Identifying and Treating Gestational Diabetes Among Women Living with HIV in Ethiopia
Gestational diabetes may be a neglected contributor to the continuing high rates of maternal and neonatal mortality in sub-Saharan Africa. Without proper care, gestational diabetes—high blood sugar that is detected during pregnancy (and can include previously undetected pre-pregnancy diabetes)—increases the risk of eclampsia, miscarriage, obstructed labor, hemorrhage and fetal death, yet pregnant women in developing countries are rarely screened for the condition. Gestational diabetes is also a leading risk factor for preterm birth and stillbirth and can lead to other newborn health complications, such as abnormal birth weight, congenital malformation, respiratory distress syndrome and hypoglycemia.

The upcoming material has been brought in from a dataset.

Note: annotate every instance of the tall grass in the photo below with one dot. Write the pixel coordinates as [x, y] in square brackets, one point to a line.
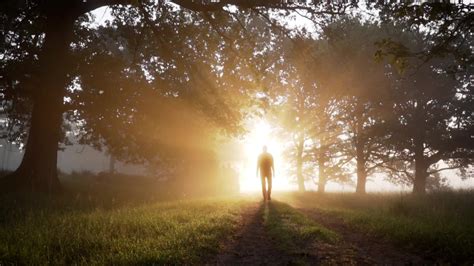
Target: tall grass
[437, 225]
[81, 227]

A recent study conducted in Ethiopia by MSH at one rural and two urban health centers in the Tigray Region of Ethiopia aimed to understand the prevalence of gestational diabetes in Ethiopia and its risk factors and assess the feasibility of integrating low-cost services for gestational diabetes into antenatal care. The study found that relatively simple and low-cost interventions could help manage gestational diabetes for many women—but there were different outcomes among women living with HIV and those without the condition.
According to the study, more than 11% of the 1,242 pregnant women tested positive for gestational diabetes—higher than expected, since previous prevalence estimates of gestational diabetes in Ethiopia were between 4% and 9%. Nearly a quarter of the women living with HIV were diagnosed with gestational diabetes, compared with 11% of HIV-negative women.

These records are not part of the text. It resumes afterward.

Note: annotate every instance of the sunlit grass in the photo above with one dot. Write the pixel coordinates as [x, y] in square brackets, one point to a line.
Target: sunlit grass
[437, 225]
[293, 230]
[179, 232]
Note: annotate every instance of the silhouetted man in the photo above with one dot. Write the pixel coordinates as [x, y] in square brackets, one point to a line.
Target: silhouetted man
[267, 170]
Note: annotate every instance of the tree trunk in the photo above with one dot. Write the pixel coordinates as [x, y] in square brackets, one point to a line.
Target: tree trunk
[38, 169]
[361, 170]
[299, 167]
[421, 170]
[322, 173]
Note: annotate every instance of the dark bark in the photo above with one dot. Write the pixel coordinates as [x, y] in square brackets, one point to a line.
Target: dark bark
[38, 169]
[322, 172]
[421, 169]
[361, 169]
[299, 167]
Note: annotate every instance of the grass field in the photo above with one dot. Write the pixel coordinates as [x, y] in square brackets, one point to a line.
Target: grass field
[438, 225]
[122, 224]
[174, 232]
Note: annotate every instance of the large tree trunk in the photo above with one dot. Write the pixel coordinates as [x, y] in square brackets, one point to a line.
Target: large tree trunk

HIV treatment and gestational diabetes
Among the HIV-positive pregnant women, 29% of those who were on antiretroviral treatment (ART) tested positive for gestational diabetes. By comparison, 15% of HIV-positive pregnant women who had not started ART prior to their pregnancies were diagnosed with gestational diabetes. This finding is especially important since Ethiopia has adopted the Option B+ treatment, which places all HIV-positive pregnant women on lifelong treatment.
The study also revealed challenges and discrepancies related to treatment for gestational diabetes. Whereas 79% of pregnant women with gestational diabetes brought their blood glucose levels to normal through low-cost behavioral interventions—including dietary changes and increased physical activity—after two weeks, less than half of the women living with HIV did so. Half of the pregnant women on ART responded positively to behavioral changes, compared to about a third of HIV-positive women not yet on ART.
The study results are eye-opening and warrant more attention. First, the prevalence of gestational diabetes among HIV-positive women and the treatment results should be assessed on a larger scale, including the influence of ART. The high prevalence of gestational diabetes among HIV-positive pregnant women highlights the importance of screening all HIV-positive pregnant women for gestational diabetes, especially in light of expanding ART coverage and Ethiopia’s adoption of Option B+ treatment. Furthermore, HIV-positive pregnant women with gestational diabetes may need specialized treatment services. Additional research should develop and test effective new treatment models, especially in low-resource and rural settings, where women frequently have trouble accessing regular care.
Since gestational diabetes is on the rise globally, understanding its prevalence and treatment options among all women—including those living with HIV—is fundamental to ending preventable maternal mortality.